A Word Ladder is a word game invented by Lewis Carroll in which players find paths between words by switching one letter at a time. For example, one can link “ape” and “man” in the following way ape->apt->ait->bit->big->bag->mag->man. Note that each step involves changing just one letter of the word. This is just one possible path from “ape” to “man”, but is it the shortest possible path? How to solve this game using Python is what the project is about.
Data Analysis and Prediction using the Loan Prediction Dataset
Loan Prediction dataset consists of various attributes like gender, marital status, number of dependents, education, applicant income, co-applicant income, etc. The goal is to predict whether the loan will be approved for a person or not. In this project, we would first perform dataset exploration both for numeric and categorical fields. Further, we would smartly handle missing values and extreme values. Finaly, we would build a predictive model using Python.

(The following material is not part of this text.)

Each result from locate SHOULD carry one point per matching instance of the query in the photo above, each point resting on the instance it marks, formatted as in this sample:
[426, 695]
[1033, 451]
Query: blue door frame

Data Analysis using R: Why Are Low-Quality Diamonds More Expensive?
In this project, we first perform exploratory analysis on the diamonds dataset using R. We perform outlier detection to figure out anomalous values. We build various visualizations. We answer interesting questions like Why are there more diamonds at whole carats and common fractions of carats? Why are there more diamonds slightly to the right of each peak than there are slightly to the left of each peak? Why are there no diamonds bigger than 3 carats? Finally, we perform machine learning model building and understand why low quality diamonds are seemingly more expensive.
Learning various classifiers on Iris dataset
In this project, we will understand the iris dataset, and then build various classifiers on the iris dataset. For each classifier, we will try to visualize the learned classifier as well note the accuracy obtained. We will compare across the following classifiers: decision trees, KNN, Naive Bayes, Ensemble methods. This project will be implemented using Scikit Learn in Python.
MLP for hand-written digit recognition
In this project, we will talk about using multi-layered perceptrons and how they can be used for hand-written digit recognition task. We will start by introducing the popular MNIST dataset. Then, we will talk about two different MLP architectures: (a) MLP with no hidden layer with 10 output neurons (b) MLP with two hidden layers. We will compare the accuracy across the two architectures. This project will be implemented in TensorFlow.
Logistic regression on the titanic dataset
In this project, we will analyze the Titanic dataset and fit a logistic regression model to predict passenger survival. In the first part, we will understand the Titanic dataset and perform exploratory data analysis. In Part 2, we will take care of the missing values. In part 3, we will perform further pre-processing on the dataset to handle categorical attributes, and remove highly correlated attributes. Further, we will train a logistic regression model in part 4. Finally, in the last part, we will learn how to visualize the logistic regression model. We will use Scikit Learn in Python for the project implementation.
Use CoNLL 2002 data to build a NER system
In this project, we will build a NER system using CRFs. We will first understand the available training dataset. We will then define appropriate features. Next, we will train a basic CRF model. Further, we will try to vary different hyper-parameters and perform hyperparameter optimization to get the best set of hyper-parameters. With this best set, we learn the most accurate NER model. Lastly, we will also perform feature importance analysis. We will use the sklearn_crfsuite package in Python for project implementation.